The Marine Industry Park would be located near the Mary River and would put Maryborough in the position to be able to launch locally built boats. The light green area of the graphic shows the space intended for the new Marine Industry Park.
The Marine Industry Park would be located near the Mary River and would put Maryborough in the position to be able to launch locally built boats. The light green area of the graphic shows the space intended for the new Marine Industry Park. Roderick Makim

Old project renewed to create jobs

THEY say Maryborough's future lies in its past and the council is putting that theory to the test.

It is approving a development permit for a Marine Industry Park which could create hundreds of jobs.

Fraser Coast Mayor Gerard O'Connell spoke fondly of the time Maryborough had a thriving shipwright industry, and the proposed industrial estate on the corner of Nickols and Beaver Rock Rds would once again put the Heritage City in a position to launch locally built boats.

The Maryborough Marine Industry Park is intended to provide facilities for the manufacture of boats and light ships, along with a broad range of other marine services.

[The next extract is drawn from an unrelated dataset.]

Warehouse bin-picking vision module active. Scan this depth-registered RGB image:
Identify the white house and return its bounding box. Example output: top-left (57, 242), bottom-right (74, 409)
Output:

"We believe the precinct will provide more than 300 jobs over a 10-year period, provide training opportunities as well as developing the existing engineering skills available in the region," Cr O'Connell said.

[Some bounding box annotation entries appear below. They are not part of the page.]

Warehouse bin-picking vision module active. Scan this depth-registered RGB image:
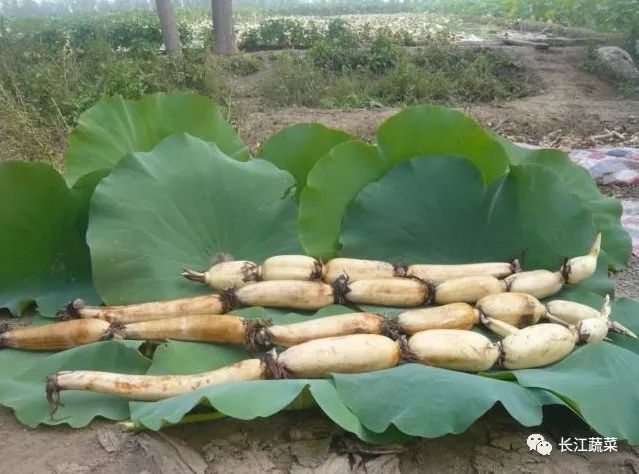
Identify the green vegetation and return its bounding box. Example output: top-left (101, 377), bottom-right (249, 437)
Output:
top-left (0, 13), bottom-right (532, 165)
top-left (260, 29), bottom-right (534, 107)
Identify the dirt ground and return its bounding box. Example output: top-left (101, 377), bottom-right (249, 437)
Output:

There is still work to be done, not least, finding a developer to take over the site. Cr O'Connell said now the preliminary approval to allow the development of slipways and wet basins was in place, it was up to the council to promote it as a "unique opportunity" to attract a developer.

"It's not like there are these kinds of development approvals lying around on every street corner," he said.

The Marine Industry Park project goes back 12 years, to the Maryborough City Council under Mayor Alan Brown.

By 2007, the development was finally ready to go, with then-Chronicle editor Nancy Bates writing that the council would be on the hunt for a developer with deep enough pockets to pay for the $20 million project.

Another five years and the Global Financial Crisis later, and the new council has put the project back in the spotlight.

Waterways and coastal infrastructure portfolio councillor Phil Truscott said the project could also become the catalyst for renewed economic development for Maryborough.